Flywheels aren't exactly mainstream, however, and most agree they aren't likely to become so. They're more expensive on a first-cost basis, and questions about their stability remain.
"An ongoing issue has been a flywheel crashing, but we do safety testing frequently and design crash management into the process," said Wilkinson. "At some point, we'll bring flywheels above ground in small, lightweight enclosures."
Those issues aside, flywheels essentially have a 20-year maintenance-free design and an increase of 2 to 6 kilowatts per hour — two potentially compelling reasons why more multiservice providers are keeping tabs on the technology.

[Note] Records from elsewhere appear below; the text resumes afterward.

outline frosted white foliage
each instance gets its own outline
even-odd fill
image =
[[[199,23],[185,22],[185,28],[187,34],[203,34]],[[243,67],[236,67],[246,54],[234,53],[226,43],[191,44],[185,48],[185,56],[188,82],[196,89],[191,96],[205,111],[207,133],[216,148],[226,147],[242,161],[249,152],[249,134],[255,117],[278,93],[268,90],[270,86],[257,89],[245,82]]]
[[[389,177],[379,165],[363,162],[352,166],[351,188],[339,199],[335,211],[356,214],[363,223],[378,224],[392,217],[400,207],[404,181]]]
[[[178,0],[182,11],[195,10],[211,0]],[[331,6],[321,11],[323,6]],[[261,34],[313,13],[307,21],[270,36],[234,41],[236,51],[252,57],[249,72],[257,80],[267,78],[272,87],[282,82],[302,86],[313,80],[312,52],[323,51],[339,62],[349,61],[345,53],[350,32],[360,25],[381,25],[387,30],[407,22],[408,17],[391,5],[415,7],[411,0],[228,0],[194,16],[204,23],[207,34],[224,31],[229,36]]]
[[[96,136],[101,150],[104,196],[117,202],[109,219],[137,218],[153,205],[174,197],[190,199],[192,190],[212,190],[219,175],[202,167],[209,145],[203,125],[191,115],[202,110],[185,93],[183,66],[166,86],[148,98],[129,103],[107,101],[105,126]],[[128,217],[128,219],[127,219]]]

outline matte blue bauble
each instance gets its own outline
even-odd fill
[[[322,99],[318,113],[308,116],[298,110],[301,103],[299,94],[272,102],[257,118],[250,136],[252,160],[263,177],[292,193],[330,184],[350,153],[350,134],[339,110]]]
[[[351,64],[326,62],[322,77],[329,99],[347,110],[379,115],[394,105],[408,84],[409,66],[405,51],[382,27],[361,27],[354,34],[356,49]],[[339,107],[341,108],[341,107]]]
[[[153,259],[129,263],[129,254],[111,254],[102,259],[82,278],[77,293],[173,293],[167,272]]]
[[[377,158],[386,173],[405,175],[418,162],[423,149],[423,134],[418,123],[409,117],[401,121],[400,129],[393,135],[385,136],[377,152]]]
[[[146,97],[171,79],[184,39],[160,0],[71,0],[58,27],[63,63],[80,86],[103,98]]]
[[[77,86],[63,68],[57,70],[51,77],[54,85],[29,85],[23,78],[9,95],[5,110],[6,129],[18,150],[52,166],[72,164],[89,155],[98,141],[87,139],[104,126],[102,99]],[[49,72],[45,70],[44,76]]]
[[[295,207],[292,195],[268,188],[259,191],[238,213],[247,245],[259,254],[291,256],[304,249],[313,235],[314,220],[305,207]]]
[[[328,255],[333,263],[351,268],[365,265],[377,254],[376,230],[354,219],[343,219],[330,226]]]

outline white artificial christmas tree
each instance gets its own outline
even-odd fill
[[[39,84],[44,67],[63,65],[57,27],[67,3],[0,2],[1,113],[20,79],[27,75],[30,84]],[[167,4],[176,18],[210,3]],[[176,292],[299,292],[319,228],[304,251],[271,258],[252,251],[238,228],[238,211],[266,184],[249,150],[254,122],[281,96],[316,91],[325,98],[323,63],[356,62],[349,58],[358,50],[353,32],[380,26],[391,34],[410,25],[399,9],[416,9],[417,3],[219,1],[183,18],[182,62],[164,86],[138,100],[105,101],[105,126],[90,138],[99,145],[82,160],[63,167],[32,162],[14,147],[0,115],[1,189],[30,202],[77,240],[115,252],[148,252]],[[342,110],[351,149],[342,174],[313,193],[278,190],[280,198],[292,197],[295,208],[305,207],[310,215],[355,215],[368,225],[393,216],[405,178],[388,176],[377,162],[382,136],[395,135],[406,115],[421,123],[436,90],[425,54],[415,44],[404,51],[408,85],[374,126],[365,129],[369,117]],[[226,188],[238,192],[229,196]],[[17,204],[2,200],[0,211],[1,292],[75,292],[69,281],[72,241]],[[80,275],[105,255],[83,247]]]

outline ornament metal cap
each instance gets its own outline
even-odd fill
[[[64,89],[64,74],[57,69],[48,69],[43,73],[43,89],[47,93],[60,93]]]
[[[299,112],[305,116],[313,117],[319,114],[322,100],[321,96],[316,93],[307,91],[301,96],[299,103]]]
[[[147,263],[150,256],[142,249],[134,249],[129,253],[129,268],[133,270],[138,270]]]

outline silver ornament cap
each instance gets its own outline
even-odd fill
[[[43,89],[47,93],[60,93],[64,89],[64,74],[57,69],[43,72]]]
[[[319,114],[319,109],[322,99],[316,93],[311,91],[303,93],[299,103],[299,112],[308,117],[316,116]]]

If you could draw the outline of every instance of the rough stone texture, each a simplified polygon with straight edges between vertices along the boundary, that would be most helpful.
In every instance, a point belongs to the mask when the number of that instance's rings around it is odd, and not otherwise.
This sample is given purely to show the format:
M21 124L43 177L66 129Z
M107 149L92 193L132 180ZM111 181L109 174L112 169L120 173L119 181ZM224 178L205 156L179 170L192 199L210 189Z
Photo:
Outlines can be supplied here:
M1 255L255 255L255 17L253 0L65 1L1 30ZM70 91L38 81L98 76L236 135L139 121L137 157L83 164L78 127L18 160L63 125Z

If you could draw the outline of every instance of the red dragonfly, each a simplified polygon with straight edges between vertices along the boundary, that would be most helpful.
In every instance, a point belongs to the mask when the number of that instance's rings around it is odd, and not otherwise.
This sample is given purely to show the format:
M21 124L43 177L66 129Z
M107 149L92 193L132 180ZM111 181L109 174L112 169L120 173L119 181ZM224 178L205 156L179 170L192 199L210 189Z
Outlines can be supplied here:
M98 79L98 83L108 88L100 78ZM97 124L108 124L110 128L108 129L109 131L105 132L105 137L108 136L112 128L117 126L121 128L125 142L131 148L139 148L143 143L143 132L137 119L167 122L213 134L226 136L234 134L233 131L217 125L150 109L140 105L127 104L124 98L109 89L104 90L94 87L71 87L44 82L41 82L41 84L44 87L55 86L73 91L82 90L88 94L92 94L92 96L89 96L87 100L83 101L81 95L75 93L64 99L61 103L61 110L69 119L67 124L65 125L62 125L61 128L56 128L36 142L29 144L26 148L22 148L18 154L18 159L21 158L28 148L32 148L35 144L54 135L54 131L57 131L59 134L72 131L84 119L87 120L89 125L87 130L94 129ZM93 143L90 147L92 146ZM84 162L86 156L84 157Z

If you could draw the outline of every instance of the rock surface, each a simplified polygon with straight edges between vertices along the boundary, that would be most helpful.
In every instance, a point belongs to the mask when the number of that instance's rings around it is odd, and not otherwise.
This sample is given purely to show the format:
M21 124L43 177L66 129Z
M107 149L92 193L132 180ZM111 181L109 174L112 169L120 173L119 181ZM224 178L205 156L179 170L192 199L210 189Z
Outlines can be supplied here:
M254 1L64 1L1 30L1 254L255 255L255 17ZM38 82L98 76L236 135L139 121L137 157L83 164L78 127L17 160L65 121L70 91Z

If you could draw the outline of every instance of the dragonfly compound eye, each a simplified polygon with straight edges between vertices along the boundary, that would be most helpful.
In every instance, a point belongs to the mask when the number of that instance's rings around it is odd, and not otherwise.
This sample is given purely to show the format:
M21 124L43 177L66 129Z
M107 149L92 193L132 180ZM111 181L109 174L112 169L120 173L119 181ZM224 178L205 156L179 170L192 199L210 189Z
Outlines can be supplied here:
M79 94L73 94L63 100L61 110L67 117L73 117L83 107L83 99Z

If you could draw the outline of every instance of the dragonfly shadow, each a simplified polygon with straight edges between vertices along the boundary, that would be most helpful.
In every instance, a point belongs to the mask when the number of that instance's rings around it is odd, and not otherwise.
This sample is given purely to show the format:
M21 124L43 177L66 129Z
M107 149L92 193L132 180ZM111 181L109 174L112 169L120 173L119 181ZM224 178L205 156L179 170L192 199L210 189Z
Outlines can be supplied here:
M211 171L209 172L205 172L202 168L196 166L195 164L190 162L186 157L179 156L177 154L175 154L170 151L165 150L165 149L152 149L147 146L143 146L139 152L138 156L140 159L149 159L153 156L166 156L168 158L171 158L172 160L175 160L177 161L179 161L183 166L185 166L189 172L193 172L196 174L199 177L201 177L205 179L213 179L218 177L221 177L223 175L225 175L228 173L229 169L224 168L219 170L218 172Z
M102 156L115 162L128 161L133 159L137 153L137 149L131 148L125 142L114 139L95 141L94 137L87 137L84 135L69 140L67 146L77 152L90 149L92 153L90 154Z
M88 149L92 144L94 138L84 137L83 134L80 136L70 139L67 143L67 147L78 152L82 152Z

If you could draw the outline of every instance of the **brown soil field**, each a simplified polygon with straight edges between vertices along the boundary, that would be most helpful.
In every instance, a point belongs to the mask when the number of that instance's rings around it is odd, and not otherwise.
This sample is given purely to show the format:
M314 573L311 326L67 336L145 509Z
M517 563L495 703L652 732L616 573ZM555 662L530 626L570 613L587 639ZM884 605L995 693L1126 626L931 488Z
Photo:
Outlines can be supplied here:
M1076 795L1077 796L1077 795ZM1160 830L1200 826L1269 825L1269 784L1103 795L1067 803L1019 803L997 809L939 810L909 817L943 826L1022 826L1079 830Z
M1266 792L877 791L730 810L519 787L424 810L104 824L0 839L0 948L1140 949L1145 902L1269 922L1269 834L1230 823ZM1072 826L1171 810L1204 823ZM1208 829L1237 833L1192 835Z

"This year, we'll see plans for deployment, but we're still in the trial stage to see how operators use them in their networks, because each system has a different use," said Wilkinson. "Some will be in high-value sites like industrial parks and businesses and others in subdivisions, while the ISP market has high power requirements for their big data centers. They're all telling us their powering needs are increasing."
And they're increasing fast.
"The industry is moving very fast and trying to solve broadband video issues and high-speed-data powering requirements," added Dan L. Trayler, vice president of sales and marketing at power supply firm Convacent Corp. "When operators move to fiber-to-the-home, stand-alone network powering will become even more crucial, and most operators haven't dealt with what it will take to install a network-powering system."
What cable operators, ISPs and other service providers will have to deal with is a fast-emerging need for more juice.
Just where it comes from, how it's distributed or which alternative sources might provide relief are likely to push operators and traditional and alternative power source suppliers to heights of power.